While you may be reading this and thinking, “So what?,” I assure you that I have spent years asking the same. In acute instances, this stuff seems trivial. But long-term, the sum of the symptoms is messing with my overall health. I have worked so hard to rewrite my diabetes management with multiple daily injections, to push the limits of my anxiety and to experience more freedom as a result, and to play by the diabetes “rules”. Therefore, I will not allow this undefined immuno-gobbledygook to strip me of my health and dignity.
Because no doctor has time in a half hour appointment slot to put all of these puzzle pieces together, the puzzle has laid strewn across the table, unfinished, for decades now. Perhaps it is seeing the CGM graphs with more yellow (“high”) than I would like to publicly admit, perhaps it is the struggle to get through adult responsibilities each day when feeling like a fatigued zombie, or perhaps now is simply the right time.
Whatever it is, I am ready to connect the dots, with the help of a qualified healthcare team. We will become the Sleuths of 2016, our magnifying glasses polished to uncover clues along the way. Inspector Gadget and Harriet the Spy will have nothing on Boston physicians- I guarantee it!
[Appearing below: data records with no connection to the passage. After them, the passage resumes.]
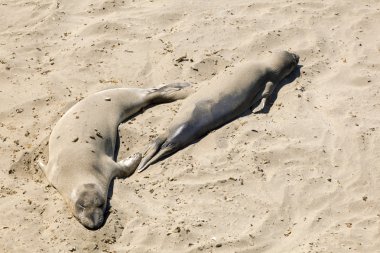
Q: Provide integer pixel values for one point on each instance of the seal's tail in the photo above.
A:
(170, 92)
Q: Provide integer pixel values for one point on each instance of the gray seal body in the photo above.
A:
(227, 96)
(84, 143)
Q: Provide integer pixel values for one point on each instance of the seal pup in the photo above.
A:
(227, 96)
(84, 143)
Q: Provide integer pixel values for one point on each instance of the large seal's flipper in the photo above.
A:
(268, 90)
(42, 166)
(170, 92)
(150, 153)
(128, 166)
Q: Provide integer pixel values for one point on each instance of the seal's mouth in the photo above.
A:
(92, 218)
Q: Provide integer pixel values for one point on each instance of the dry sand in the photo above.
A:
(305, 177)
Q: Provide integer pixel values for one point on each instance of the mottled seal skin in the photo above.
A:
(84, 143)
(227, 96)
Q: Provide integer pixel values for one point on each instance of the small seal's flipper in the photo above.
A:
(150, 153)
(165, 151)
(170, 92)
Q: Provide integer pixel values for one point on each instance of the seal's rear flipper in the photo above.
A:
(42, 166)
(170, 92)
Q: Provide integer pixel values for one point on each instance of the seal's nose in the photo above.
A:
(296, 58)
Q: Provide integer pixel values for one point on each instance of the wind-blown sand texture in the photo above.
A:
(305, 177)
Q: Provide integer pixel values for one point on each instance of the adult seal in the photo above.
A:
(227, 96)
(84, 143)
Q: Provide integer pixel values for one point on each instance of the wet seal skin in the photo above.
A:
(227, 97)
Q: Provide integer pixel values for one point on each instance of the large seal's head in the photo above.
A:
(89, 205)
(283, 63)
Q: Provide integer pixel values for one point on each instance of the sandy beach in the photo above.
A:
(303, 177)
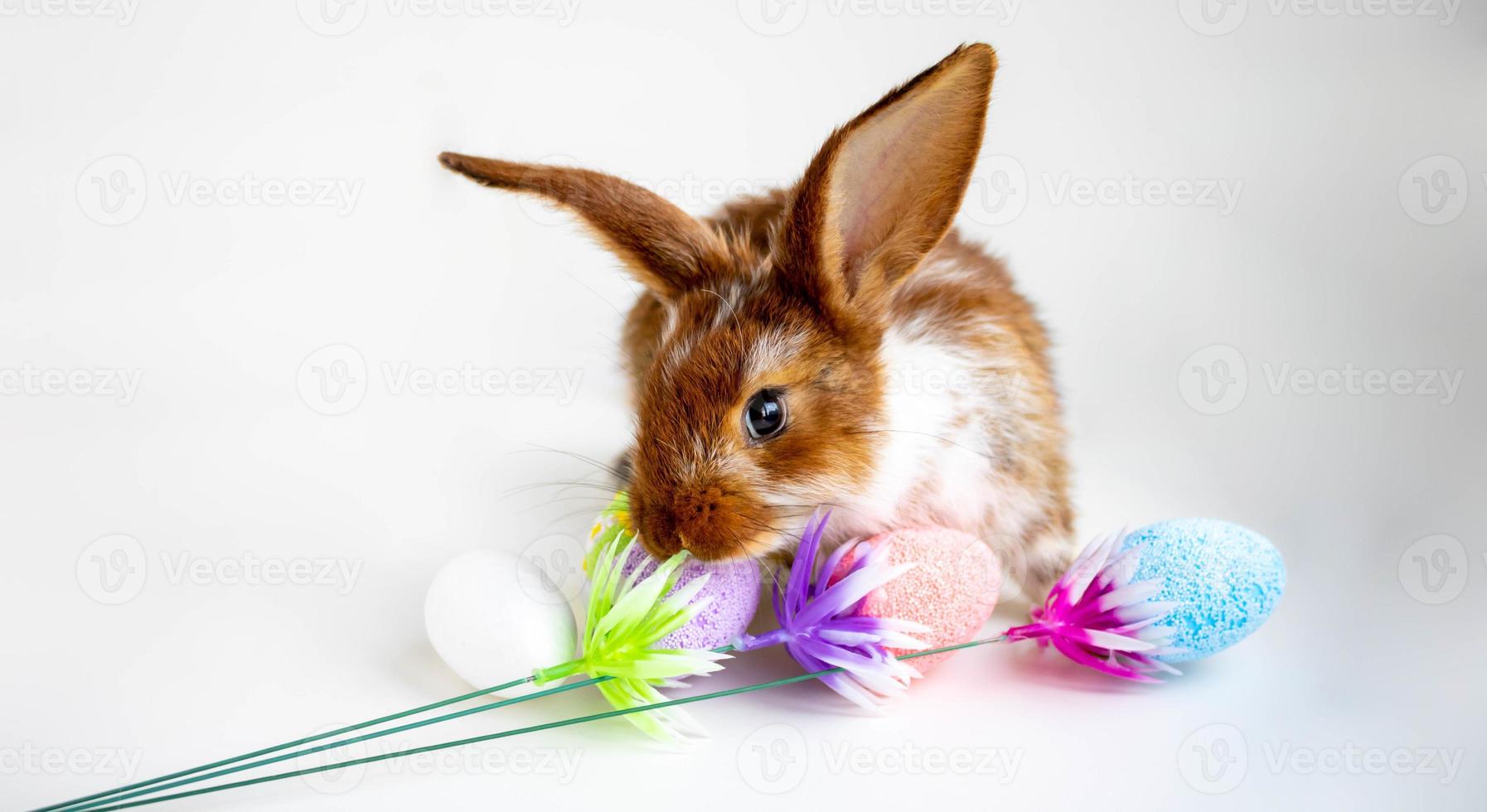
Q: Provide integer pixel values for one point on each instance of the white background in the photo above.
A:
(1340, 252)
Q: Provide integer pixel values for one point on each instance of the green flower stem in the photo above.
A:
(530, 729)
(295, 742)
(146, 787)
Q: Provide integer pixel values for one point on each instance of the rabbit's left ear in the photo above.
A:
(885, 188)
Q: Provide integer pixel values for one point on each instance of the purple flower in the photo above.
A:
(1097, 617)
(821, 628)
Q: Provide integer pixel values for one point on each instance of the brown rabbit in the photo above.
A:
(833, 344)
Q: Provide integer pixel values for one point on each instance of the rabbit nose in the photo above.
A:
(695, 506)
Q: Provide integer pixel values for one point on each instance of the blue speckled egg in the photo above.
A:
(1226, 579)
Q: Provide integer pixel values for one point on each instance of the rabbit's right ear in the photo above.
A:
(666, 249)
(885, 188)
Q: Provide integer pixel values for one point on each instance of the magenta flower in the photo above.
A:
(821, 628)
(1097, 617)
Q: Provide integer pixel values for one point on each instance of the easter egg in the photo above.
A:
(732, 587)
(488, 628)
(952, 589)
(1226, 579)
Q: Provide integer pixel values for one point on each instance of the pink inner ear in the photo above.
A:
(888, 167)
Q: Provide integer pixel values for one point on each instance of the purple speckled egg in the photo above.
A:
(734, 587)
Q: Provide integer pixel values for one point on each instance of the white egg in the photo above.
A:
(488, 626)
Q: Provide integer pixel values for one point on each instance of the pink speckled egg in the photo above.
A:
(952, 589)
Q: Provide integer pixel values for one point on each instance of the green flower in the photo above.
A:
(627, 616)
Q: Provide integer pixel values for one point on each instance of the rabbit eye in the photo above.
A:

In a few weeks, I will attend my first appointment with a renowned immunologist at a Boston hospital. The receptionist forewarned me that an allergy scratch test is imminent, and friends in the autoimmune world recounted lots of blood draws. Although my symptoms may not meet a diagnosis standard, they still exist. While my hope is that the doctor’s investigatory work rule outs any major problem, I also fear not having a real answer. Actually, I mostly fear not having a course of action.
Best case scenario: It’s not modern day leprosy, I’ll live, and this is how we’re going to treat this immuno-gobbledygook so that it no longer wreaks havoc on my blood sugar. The End. Happily ever after. Puzzle fully pieced together into a picturesque Thomas Kinkade image.
Then I will send my doctor an email, the opening line reading: “Today was so good!”